I had to Google Forsnter bits to see what they are. Now I know what to call that set of drills I bought about a year ago.


----------



## wvbrewer (Mar 5, 2011)

You may also look at using Unibits. I have a set of them and you can drill several different diameters with each bit.


----------



## Wade E (Mar 5, 2011)

Unibits are awesome but more expensive. I have one for drilling and widening holes in Stainless Steel.


----------



## Rifleman (Mar 5, 2011)

Thanks everyone for all the great ideas. And, since I am a retired engineer and have an old bucket and have all the aforementioned tools, except the punch, which just today found a friend who has one I can borrow, I am going make sure none of these ideas go to waste.
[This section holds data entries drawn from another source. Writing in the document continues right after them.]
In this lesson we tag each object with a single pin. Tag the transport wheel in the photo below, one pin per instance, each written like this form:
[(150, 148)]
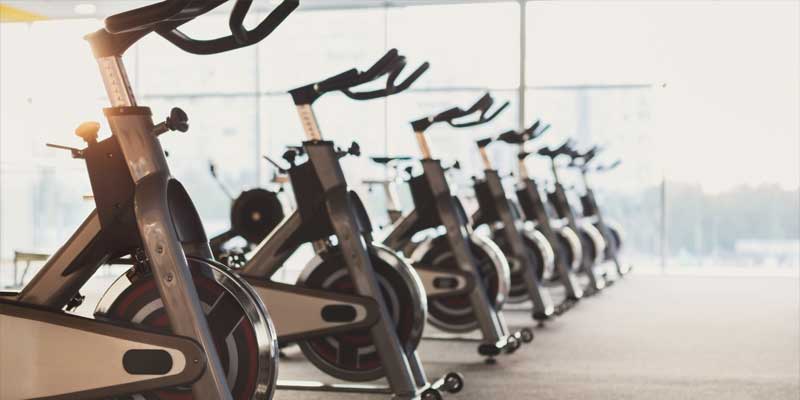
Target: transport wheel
[(351, 355), (615, 236), (243, 334), (518, 290), (454, 382), (570, 248), (255, 213), (454, 313), (593, 244)]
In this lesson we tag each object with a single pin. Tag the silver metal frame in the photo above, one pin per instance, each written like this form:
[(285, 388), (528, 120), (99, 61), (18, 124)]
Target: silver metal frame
[(158, 230), (402, 368)]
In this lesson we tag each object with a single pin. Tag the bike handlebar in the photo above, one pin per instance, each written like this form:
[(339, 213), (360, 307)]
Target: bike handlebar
[(449, 116), (391, 65), (563, 149), (165, 17), (534, 131)]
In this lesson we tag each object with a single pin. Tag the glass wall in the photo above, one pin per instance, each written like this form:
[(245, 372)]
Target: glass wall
[(712, 139), (702, 113)]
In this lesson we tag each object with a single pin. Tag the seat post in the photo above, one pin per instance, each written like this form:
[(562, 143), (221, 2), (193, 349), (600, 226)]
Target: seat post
[(115, 80)]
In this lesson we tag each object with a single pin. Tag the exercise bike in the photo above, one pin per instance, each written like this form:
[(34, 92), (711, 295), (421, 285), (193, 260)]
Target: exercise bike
[(611, 231), (465, 274), (182, 325), (533, 209), (358, 309), (531, 255), (591, 240), (254, 214)]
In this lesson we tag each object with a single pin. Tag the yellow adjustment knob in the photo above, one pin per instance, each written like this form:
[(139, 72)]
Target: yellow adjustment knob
[(88, 131)]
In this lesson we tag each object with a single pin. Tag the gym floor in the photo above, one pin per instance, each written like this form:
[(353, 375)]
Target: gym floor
[(649, 337)]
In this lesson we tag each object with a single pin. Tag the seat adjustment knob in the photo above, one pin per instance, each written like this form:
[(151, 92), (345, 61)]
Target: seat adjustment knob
[(88, 131)]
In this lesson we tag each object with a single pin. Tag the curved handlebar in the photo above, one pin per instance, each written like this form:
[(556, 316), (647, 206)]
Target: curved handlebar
[(449, 116), (391, 64), (563, 149), (165, 18), (534, 131)]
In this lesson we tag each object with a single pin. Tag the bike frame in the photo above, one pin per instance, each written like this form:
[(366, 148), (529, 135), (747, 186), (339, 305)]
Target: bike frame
[(494, 207), (325, 208), (434, 206), (146, 207)]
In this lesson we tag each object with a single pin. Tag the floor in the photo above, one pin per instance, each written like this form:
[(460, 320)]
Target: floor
[(649, 337)]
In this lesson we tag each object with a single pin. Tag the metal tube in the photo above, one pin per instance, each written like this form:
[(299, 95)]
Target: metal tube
[(424, 149), (309, 122), (487, 163)]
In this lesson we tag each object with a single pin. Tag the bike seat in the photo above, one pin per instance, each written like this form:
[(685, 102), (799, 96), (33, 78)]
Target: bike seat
[(387, 160)]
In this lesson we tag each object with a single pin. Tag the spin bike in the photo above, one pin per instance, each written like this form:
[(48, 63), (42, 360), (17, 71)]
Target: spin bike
[(182, 325), (533, 209), (530, 254), (358, 309), (591, 240), (254, 214), (611, 231), (465, 274)]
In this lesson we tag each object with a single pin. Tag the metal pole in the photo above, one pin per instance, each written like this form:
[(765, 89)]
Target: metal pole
[(663, 223), (523, 28)]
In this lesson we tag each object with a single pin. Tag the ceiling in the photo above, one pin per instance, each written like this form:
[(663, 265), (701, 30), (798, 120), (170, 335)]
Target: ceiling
[(32, 10)]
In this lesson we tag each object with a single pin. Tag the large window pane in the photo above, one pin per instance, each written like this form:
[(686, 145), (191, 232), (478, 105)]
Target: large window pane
[(163, 69), (481, 50), (319, 44), (228, 139)]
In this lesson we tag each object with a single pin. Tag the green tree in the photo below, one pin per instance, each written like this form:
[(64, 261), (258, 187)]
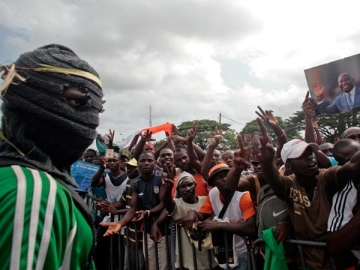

I am going to test and document each of these suggestions for the next guy/gal who needs to know, and of course, to satisfy our own curiosity.
If anyone comes up with any other ideas I will throw them in the mix as well.
Thanks again everyone.


----------



## Wade E (Mar 5, 2011)

A Plasma cutter might work to!  Or maybe even a machine gun!


----------



## Rifleman (Mar 5, 2011)

Hmmmm! Well, actually I have the machine gun. Maybe I'll try it last. I just put a side scope on my AK and need to sight it in, so yes; But definitely last. I don't know about the plasma cutter though, it might be hard to find around here.


----------



## Arne (Mar 9, 2011)

If you use the hole saw, run it in reverse. That is the way I drill holes in vinyl siding. Leaves a smooth edge and zips right thru. Arne.


----------



## Rifleman (Mar 9, 2011)

Thanks for the tip Arne I'll do it that way.
I only have the hole saw and electrician's punch to go for my testing project.
Well, Wade's machine gun idea too, but that's for last


----------



## Wade E (Mar 9, 2011)

That is a good tip there. Kind of like putting the blade on backwards on a skill saw to cut siding.


----------